Computer Graphics
Triangle Rasterization
1996. id Software releases Quake. For the first time in gaming history: a fully 3D world, perspective-correct texture mapping, real polygonal models instead of sprites. Michael Abrash and John Carmack wrote a software rasterizer fast enough to push 320x200 pixels at 30fps on a 486. Every triangle: barycentric coordinates, z-buffer, texture lookup - thousands of times per second. A modern GPU does this for 100 million triangles in 16 milliseconds. The algorithm is identical - just in silicon.

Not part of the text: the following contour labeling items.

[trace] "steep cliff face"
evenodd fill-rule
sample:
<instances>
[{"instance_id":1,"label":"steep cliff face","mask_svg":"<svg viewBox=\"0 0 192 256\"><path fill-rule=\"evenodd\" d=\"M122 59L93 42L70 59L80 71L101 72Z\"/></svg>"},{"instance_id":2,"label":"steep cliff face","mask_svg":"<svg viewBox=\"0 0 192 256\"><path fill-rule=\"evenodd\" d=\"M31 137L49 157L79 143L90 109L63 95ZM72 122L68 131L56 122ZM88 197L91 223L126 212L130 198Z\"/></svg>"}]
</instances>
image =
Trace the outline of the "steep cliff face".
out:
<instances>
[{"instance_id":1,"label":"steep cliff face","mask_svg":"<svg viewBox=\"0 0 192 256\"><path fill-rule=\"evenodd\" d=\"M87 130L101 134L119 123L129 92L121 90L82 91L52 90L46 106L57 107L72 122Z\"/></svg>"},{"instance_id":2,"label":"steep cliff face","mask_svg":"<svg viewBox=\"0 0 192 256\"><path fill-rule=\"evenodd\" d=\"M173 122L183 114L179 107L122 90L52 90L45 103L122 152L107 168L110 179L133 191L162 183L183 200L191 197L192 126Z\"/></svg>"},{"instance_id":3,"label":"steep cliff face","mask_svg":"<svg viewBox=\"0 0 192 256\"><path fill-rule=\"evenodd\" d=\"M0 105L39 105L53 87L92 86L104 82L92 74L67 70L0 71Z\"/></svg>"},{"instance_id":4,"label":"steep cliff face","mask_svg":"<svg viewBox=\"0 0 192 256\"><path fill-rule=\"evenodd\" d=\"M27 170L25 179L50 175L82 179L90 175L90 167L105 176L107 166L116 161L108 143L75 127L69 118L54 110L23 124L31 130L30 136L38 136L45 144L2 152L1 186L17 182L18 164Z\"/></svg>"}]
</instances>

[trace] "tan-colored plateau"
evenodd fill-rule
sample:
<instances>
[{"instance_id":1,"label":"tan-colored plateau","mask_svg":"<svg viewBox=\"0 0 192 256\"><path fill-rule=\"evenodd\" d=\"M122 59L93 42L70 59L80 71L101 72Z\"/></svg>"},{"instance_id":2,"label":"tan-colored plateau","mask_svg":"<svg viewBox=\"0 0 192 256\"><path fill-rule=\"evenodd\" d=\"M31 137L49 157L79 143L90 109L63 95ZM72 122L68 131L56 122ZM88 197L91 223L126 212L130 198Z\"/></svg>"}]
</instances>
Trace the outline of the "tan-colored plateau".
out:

- **Unreal Engine 5**: Nanite virtual geometry renders scenes with trillions of polygons through hierarchical GPU rasterization
- **Three.js/WebGL**: every browser 3D project uses these exact algorithms through the GPU pipeline in fragment shaders
- **NVIDIA OptiX**: hybrid rendering - rasterization for primary visibility, ray tracing for shadows and reflections
Historical context
In 1974, Ed Catmull - future president of Pixar - completed his PhD dissertation at the University of Utah describing the z-buffer algorithm. At the time it was purely academic: an SGI workstation cost $50,000. Concurrently, Henri Gouraud developed smooth shading (1971) and Bui Tuong Phong developed specular shading (1973) at the same institution. The University of Utah in the 1970s was the global center of computer graphics research - Jim Clark (Silicon Graphics founder) and Alan Kay (Smalltalk) both studied there. The SGI Reality Engine (1993) made z-buffering a hardware feature. The GeForce 256 (1999) put hardware T&L on consumer cards; the GeForce 3 (2001) added programmable vertex and pixel shaders. Catmull received the Turing Award in 2019.